Friday, June 29, 2012

The Reading Life

'Tis the season of the summer reading program.  Besides the summer REading program I'm doing at church, the kids have forms for the reading program at Barnes and Noble and the one from the local library.  Barnes and Noble is giving out free books after they read 10 books and write a recommendation for each, and the library has a different coupon each week the kids can pick up when they come in and update their book lists.  At church they can pick a prize out each time they finish 7 Books - one for each UU Principle.
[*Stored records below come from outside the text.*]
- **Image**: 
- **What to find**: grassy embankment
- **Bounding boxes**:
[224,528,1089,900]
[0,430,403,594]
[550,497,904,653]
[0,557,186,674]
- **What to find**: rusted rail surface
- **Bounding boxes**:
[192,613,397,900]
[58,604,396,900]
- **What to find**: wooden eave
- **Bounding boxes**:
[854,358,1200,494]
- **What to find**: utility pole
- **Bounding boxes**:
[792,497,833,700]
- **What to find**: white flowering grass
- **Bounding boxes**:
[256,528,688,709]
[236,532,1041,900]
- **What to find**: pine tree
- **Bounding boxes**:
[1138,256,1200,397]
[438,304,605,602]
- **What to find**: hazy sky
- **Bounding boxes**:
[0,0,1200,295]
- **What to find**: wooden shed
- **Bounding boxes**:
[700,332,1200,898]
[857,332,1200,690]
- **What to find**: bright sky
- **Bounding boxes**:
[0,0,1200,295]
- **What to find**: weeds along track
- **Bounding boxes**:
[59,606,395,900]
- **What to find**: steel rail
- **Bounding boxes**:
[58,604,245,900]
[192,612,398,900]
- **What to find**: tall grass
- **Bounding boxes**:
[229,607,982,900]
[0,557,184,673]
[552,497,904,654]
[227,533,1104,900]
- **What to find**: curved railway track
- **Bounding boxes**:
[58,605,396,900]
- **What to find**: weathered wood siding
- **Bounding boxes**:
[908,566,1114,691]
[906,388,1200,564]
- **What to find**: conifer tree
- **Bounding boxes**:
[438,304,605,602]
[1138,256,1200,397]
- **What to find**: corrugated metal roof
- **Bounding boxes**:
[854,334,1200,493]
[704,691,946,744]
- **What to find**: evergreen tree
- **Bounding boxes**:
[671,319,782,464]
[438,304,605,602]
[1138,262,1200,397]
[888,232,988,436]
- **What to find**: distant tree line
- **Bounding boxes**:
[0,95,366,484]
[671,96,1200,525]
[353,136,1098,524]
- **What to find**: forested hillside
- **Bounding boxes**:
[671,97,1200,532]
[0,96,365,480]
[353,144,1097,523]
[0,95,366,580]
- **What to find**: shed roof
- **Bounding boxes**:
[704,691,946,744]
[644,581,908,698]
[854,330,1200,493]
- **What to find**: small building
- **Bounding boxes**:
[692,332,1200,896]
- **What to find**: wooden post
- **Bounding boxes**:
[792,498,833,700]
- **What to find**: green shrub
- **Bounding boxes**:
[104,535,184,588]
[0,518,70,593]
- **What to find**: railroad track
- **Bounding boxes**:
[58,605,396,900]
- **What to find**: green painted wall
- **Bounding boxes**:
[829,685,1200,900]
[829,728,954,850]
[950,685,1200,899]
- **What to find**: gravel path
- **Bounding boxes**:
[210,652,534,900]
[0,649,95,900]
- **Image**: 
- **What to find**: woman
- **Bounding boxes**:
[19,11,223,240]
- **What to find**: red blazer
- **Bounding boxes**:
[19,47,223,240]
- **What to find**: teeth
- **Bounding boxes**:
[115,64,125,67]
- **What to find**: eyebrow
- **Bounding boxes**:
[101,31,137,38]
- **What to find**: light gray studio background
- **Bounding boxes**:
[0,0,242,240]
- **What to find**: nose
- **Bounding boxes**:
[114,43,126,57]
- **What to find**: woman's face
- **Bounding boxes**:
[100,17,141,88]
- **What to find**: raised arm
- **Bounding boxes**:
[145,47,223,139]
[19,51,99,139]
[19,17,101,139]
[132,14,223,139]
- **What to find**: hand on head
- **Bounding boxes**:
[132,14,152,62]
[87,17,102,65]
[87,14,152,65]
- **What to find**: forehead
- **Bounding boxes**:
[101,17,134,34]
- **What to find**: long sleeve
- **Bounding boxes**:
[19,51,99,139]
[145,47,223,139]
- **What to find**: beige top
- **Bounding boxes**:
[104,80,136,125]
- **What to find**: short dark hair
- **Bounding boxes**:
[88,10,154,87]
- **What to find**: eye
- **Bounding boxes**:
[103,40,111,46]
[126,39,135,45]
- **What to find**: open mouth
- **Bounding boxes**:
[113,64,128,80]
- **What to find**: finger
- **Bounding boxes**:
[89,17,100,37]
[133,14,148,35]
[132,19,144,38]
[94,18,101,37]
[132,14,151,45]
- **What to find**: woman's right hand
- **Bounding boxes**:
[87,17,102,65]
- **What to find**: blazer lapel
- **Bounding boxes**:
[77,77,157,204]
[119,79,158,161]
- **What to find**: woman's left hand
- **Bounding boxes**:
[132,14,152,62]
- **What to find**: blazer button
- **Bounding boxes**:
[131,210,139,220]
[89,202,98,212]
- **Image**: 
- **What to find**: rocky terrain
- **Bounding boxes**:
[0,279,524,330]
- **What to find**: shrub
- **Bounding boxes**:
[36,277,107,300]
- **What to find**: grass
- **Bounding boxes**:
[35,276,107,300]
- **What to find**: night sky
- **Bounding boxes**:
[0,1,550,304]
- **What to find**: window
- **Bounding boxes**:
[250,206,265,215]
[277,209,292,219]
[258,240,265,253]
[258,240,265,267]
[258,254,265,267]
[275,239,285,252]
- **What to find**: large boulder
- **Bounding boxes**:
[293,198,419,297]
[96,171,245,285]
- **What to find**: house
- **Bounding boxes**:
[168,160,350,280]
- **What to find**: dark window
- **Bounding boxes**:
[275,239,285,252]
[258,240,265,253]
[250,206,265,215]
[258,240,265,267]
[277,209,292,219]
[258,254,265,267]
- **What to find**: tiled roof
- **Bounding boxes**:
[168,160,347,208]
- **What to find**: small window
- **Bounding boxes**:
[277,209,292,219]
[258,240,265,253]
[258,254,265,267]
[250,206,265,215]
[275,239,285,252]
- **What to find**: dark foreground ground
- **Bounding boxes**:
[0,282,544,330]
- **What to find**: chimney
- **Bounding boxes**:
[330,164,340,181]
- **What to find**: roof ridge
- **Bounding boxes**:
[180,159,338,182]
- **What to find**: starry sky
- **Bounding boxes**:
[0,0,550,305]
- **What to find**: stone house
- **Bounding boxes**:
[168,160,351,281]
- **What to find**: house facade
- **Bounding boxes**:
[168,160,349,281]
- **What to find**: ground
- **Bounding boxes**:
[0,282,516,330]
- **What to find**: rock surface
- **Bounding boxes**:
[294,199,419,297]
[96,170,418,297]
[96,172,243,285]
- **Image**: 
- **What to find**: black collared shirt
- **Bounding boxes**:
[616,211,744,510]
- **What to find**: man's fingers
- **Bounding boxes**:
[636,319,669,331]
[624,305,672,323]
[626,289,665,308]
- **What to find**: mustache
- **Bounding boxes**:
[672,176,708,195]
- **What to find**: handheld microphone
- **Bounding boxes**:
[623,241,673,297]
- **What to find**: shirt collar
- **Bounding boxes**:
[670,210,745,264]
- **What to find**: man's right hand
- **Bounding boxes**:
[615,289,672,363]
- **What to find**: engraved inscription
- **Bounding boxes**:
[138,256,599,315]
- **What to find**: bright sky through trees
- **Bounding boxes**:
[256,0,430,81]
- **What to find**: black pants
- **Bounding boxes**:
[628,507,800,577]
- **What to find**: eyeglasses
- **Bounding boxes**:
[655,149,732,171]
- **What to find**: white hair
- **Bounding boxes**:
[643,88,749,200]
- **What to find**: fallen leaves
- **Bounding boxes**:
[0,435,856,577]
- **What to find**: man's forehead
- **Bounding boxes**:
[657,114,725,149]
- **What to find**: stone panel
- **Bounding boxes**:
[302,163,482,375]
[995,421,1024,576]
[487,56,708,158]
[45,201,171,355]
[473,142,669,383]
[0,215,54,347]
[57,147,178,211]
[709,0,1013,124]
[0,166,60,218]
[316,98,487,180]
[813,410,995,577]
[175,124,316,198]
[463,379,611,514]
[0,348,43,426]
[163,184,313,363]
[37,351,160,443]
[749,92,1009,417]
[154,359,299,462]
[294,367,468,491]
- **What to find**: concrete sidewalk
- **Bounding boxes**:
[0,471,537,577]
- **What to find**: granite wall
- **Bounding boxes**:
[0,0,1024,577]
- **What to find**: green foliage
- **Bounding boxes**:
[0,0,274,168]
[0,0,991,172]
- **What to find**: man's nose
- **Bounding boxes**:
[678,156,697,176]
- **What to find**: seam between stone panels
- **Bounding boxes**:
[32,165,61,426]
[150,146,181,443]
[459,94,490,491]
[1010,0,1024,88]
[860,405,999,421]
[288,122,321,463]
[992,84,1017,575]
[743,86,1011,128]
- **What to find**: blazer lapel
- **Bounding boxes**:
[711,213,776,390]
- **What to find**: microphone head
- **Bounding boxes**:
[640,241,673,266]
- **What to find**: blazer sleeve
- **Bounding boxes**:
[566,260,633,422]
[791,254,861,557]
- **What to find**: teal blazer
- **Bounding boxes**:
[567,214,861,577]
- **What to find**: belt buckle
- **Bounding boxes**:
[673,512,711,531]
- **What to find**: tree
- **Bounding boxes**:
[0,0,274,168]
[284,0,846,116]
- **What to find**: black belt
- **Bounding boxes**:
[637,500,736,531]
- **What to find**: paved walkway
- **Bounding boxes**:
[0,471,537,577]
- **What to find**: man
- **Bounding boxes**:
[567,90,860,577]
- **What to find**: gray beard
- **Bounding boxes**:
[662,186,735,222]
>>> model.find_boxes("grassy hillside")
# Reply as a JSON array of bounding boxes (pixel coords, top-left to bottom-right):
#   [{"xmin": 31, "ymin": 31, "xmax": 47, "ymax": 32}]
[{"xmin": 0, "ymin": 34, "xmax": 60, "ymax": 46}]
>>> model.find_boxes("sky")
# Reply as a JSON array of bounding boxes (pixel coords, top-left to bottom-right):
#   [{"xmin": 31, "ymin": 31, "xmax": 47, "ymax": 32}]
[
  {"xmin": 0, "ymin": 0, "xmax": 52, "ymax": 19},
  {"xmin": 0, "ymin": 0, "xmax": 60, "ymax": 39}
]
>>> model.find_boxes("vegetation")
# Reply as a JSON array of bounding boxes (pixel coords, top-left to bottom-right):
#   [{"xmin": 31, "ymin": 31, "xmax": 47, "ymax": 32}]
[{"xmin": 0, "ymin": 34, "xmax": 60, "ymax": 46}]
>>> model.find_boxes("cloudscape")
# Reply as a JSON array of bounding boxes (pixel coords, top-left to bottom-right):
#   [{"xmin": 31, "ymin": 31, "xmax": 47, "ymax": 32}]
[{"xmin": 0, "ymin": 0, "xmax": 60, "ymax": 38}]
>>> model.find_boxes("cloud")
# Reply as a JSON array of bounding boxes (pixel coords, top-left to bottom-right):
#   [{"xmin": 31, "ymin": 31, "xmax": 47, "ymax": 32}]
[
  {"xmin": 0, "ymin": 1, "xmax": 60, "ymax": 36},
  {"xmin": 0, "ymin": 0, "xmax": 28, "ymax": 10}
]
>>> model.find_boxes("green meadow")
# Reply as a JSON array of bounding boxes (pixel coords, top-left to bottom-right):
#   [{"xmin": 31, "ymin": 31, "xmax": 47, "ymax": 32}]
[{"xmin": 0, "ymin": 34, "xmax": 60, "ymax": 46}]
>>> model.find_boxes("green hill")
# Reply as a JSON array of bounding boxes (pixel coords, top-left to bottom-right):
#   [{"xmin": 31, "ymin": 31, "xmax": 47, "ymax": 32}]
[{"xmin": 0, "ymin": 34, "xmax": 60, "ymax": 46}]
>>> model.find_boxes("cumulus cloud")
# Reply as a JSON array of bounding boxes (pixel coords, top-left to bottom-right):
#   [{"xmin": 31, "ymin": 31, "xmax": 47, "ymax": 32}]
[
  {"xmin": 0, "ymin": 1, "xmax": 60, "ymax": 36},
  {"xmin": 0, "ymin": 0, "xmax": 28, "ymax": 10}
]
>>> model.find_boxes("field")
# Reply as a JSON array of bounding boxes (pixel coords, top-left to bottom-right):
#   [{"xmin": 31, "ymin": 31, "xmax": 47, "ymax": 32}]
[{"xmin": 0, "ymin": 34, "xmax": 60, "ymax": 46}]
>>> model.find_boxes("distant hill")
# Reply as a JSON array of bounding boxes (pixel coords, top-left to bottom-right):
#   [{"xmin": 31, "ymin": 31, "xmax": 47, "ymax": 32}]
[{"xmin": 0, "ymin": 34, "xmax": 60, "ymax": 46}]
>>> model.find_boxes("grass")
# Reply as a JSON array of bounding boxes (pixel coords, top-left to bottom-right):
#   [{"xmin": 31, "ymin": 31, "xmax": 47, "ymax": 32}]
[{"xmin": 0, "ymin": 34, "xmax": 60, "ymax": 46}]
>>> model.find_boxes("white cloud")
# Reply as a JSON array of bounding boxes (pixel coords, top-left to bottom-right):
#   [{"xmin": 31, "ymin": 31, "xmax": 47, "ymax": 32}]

I question how much these summer reading programs really motivate kids.  I think a book is its own best reward, and kids who love to read will read in the summer no matter what.  Those who don't love to read aren't going to care about free books or coupons or little prizes.  And why do we try to encourage reading in the summer?  What about the winter - curl up with a good book in front of the fire?  The spring - rainy days are reading days?  The fall - the best harvest is between the covers of a book?

But no matter how ineffective the summer reading push may be, we continue to place books and stories in the center of our lives.  Our favorites recently:

Dark Life by Kat Falls creates an imaginative future where global warming has raised the water levels and led to a need to farm the ocean floor.  It's somewhat dystopian, but aimed for the tweens so the politics are a bit naive (and the love scene at the end of the book was painfully awkward).  Carbon loved it, however, and was intrigued by the idea of undersea living.  Too bad "liquigen" isn't a real option.

TinTin in America by Herge is a classic, but we did have to stop and talk to the kids about the portrayal of Native Americans in the book - it is simply awful.  Actually, I have all sorts of problems with TinTin, and yet somehow allow it to charm it's way past my normal standards.

Judy Moody and Stink: the Mad Mad Mad Mad Treasure Hunt by Megan McDonald has been a lot of fun.  I think I prefer the straight up Judy Moody books, which are aimed at slightly older kids, but in this crossover book the siblings are really a team, and not snarky rivals.  It's good for my sibling set and they are both enjoying it equally.

Urchin and the Heart Stone, the second in the Mistmantle Chronicles, continues the action right where Urchin of the Riding Stars ended.  This second book lacks some of the energy of the first, however.